L’avis est donc défavorable.
M. le président. La parole est à M. Jean-Noël Cardoux, pour explication de vote.
M. Jean-Noël Cardoux. J’avais présenté le même amendement en première lecture, et il avait été adopté par le Sénat. J’ai écouté avec attention les propos de Mme la secrétaire d’État et de M. le rapporteur, selon lesquels il serait satisfait.
Je vais développer de nouveau ce que j’avais dit en première lecture, même si je n’ai pas voulu prolonger les débats en déposant encore une fois l’amendement. Vous savez quelle est la richesse territoriale de la France, avec ses provinces, ses usages, ses coutumes et la transmission de ce savoir-faire populaire qui a prospéré au fil du temps. C’est le pays aux 365 fromages, comme disait le général de Gaulle…
Nous sommes en train de nous priver de cette richesse culturelle et patrimoniale. Je veux bien que l’on joue sur les mots, mais il me semble que faire mention dans ce texte sur la biodiversité du patrimoine légué au cours des siècles par les populations rurales serait un signe fort, confirmant que l’activité humaine fait bien partie de la biodiversité, comme nous l’avions souligné en première lecture.

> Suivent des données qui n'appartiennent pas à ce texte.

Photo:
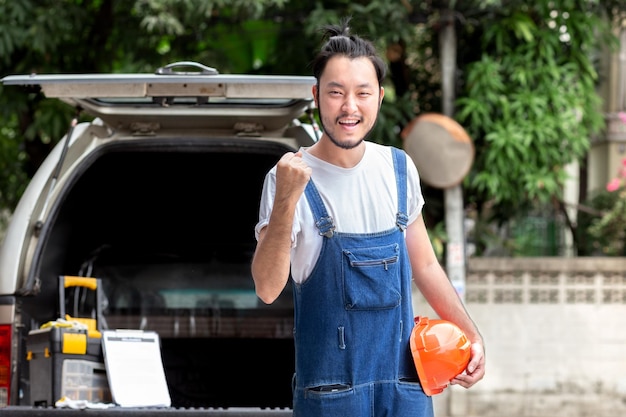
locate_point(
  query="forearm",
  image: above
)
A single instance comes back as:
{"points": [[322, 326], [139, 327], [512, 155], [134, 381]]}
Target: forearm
{"points": [[271, 261], [445, 301]]}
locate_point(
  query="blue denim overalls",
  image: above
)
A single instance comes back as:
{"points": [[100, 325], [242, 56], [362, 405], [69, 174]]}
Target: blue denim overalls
{"points": [[353, 320]]}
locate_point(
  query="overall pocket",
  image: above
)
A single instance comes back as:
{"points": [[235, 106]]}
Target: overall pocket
{"points": [[371, 277]]}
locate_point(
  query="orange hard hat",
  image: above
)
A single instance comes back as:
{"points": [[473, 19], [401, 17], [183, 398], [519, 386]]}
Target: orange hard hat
{"points": [[440, 351]]}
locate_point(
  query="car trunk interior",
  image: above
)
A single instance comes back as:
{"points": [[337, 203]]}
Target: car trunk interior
{"points": [[169, 231]]}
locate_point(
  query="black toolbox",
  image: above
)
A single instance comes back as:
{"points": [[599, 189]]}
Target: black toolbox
{"points": [[65, 359]]}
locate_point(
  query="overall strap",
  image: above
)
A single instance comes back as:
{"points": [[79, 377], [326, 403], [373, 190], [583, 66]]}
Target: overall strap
{"points": [[399, 163], [323, 221]]}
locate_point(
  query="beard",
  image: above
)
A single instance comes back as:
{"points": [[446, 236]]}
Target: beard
{"points": [[345, 144]]}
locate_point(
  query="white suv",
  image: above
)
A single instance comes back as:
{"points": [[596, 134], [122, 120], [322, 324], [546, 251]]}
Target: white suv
{"points": [[157, 198]]}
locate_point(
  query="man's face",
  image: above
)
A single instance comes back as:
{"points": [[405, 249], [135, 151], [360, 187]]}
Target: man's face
{"points": [[348, 99]]}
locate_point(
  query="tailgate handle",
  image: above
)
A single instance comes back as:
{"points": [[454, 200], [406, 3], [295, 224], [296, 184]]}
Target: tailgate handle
{"points": [[169, 69]]}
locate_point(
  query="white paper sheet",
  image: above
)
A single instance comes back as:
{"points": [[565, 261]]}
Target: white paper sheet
{"points": [[135, 368]]}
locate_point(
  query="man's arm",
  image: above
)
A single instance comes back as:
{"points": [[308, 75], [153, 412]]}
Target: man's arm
{"points": [[272, 256], [437, 289]]}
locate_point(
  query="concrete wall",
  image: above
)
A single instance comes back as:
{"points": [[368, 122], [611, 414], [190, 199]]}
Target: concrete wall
{"points": [[555, 332]]}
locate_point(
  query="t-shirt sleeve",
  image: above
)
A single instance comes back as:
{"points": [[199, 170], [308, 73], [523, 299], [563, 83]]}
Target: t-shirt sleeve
{"points": [[266, 205], [414, 192], [266, 202]]}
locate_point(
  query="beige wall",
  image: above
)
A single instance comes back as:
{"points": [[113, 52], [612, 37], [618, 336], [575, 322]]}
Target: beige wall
{"points": [[555, 332]]}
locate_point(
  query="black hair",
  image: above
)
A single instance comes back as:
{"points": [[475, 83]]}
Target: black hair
{"points": [[341, 42]]}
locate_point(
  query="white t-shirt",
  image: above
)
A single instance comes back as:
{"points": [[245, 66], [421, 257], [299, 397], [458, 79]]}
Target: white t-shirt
{"points": [[362, 199]]}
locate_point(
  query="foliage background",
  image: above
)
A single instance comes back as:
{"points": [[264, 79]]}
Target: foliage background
{"points": [[526, 80]]}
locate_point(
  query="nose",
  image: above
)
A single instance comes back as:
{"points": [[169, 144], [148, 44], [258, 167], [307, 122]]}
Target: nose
{"points": [[349, 104]]}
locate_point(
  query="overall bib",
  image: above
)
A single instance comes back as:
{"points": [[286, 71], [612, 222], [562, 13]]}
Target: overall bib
{"points": [[353, 320]]}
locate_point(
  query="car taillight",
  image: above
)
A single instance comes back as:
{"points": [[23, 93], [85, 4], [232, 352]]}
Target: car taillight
{"points": [[5, 363]]}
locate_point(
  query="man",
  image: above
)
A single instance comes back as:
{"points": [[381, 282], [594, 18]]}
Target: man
{"points": [[344, 217]]}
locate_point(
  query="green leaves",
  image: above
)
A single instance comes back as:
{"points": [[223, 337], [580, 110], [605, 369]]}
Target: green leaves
{"points": [[530, 104]]}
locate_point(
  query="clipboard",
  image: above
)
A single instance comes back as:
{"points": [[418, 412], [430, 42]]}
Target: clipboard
{"points": [[135, 368]]}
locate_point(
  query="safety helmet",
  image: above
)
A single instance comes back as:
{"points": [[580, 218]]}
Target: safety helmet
{"points": [[440, 351]]}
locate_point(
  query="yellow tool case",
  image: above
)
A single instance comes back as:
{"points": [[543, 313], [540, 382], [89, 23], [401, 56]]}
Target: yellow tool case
{"points": [[65, 356]]}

Pardonnez-moi d’anticiper – je le fais toujours ! –, mais je sais que vous allez me demander, monsieur Dantec, comme vous l’avez fait en première lecture, si la crucifixion des chouettes sur la porte des étables fait partie de ces usages que nous défendons. Non, naturellement !
M. Ronan Dantec. Ce n’est pas moi qui ai dit cela, mais Mme Blandin !
M. Jean-Noël Cardoux. Veuillez m’excuser, madame Blandin : rendons à César ce qui est à César ! (Sourires.)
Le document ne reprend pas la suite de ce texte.